W środę w późnych godzinach wieczornych spółka poinformowała o zmianach w radzie nadzorczej, z której zrezygnowały cztery osoby. Wśród nich Jerzy Mazgaj, jego żona Barbara oraz brat Wojciech.
Zobacz też: 500 plus w Auchan: winni zostaną ukarani, ale oświadczenia wciąż będą zbierane
To kolejny etap wycofywania z się z biznesu w Almie Market przez milionera. Pod koniec zeszłego roku Mazgaj przestał być prezesem spółki, a w styczniu tego roku pozbył się sporego pakietu akcji. Jak szacuje Money.pl, sprzedał wówczas prawie milion akcji, wartych według średniej notowań w styczniu blisko 2,3 mln zł.
I choć w rękach biznesmena pozostało jedynie zaledwie 657 tys. akcji, stanowiących niecałe 12 proc. wszystkich udziałów, są to jednak w dużej mierze papiery uprzywilejowane co do głosu, a więc dają mu 36,28 proc. głosów na walnym zgromadzeniu akcjonariuszy.
Niewykluczone, że Mazgaj wkrótce pożegna się i z tym pakietem.

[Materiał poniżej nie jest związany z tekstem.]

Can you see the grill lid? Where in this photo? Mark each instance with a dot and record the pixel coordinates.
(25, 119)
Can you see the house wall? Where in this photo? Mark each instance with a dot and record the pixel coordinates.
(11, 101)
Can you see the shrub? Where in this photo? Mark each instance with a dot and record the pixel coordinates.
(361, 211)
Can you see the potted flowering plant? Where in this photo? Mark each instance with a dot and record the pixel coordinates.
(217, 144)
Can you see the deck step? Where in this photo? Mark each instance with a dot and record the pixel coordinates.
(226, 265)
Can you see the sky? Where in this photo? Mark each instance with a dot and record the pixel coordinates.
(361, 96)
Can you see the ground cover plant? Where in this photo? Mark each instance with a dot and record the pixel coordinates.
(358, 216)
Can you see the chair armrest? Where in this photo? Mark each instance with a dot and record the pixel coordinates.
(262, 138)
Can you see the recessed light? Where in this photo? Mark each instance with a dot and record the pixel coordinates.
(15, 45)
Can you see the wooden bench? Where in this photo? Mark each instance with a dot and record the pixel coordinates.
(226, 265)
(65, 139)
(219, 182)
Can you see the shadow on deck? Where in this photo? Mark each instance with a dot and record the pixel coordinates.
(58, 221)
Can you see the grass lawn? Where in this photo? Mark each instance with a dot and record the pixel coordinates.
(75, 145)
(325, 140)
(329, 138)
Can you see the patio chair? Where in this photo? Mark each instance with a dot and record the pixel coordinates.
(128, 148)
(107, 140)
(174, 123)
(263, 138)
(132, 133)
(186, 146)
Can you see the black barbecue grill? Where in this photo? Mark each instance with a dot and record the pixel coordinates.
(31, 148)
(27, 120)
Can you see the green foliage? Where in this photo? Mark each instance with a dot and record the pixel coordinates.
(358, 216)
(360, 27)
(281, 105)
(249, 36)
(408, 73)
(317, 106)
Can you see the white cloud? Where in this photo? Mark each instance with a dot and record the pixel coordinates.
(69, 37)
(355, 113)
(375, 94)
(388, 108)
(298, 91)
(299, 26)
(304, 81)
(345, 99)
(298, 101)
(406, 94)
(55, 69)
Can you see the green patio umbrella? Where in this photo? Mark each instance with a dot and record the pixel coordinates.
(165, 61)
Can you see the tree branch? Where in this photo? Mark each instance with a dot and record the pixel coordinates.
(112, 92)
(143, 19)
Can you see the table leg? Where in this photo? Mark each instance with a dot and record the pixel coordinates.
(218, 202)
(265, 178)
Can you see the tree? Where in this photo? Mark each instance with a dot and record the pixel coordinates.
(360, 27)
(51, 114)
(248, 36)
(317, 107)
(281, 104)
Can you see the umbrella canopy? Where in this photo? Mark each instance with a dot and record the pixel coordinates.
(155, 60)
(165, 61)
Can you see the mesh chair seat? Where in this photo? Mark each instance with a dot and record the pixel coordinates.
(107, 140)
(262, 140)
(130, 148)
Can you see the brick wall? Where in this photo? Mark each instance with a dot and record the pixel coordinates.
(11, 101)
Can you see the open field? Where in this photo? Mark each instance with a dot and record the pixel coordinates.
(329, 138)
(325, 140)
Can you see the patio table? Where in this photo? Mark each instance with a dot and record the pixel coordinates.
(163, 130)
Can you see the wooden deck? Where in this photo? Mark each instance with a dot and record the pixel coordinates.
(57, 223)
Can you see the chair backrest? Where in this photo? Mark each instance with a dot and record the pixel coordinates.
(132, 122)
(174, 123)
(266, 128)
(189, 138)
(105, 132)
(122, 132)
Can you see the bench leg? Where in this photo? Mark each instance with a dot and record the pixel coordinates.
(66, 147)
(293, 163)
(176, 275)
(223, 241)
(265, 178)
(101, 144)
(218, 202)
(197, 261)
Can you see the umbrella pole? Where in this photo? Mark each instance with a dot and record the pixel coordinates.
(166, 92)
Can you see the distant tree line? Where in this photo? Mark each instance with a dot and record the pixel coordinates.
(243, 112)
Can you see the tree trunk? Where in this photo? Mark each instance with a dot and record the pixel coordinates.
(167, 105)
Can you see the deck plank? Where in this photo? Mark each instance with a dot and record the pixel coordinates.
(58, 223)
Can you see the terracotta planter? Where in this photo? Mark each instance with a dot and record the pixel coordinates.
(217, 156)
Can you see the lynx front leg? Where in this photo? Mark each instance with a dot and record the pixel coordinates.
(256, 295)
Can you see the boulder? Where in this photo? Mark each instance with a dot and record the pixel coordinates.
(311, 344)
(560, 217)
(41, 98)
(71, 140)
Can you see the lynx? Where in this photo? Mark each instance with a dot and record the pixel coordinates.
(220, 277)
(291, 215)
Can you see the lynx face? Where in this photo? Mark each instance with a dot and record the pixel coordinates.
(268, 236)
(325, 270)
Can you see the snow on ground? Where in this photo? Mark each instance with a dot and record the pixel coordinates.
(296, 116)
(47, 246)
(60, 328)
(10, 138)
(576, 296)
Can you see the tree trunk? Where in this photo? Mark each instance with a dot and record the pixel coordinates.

Patrząc na reakcję inwestorów w czwartek, tylko na to czekają. Dziś wartość Almy Market skoczyła do góry o prawie 9 proc.
Czytaj również: Właściciel Almy do zwolnionych pracowników bez pensji: "Też mam ciężką sytuację"
Nadal sytuacja spółki jest nie do pozazdroszczenia. Z 50 sklepów Almy funkcjonuje zaledwie kilka. Jednocześnie trwa postępowanie sanacyjne. Zarząd krakowskiej spółki liczy na to, że postępowanie pomoże firmie podźwignąć się z finansowego dołka. W najbardziej czarnym scenariuszu Almie Market grozi upadłość.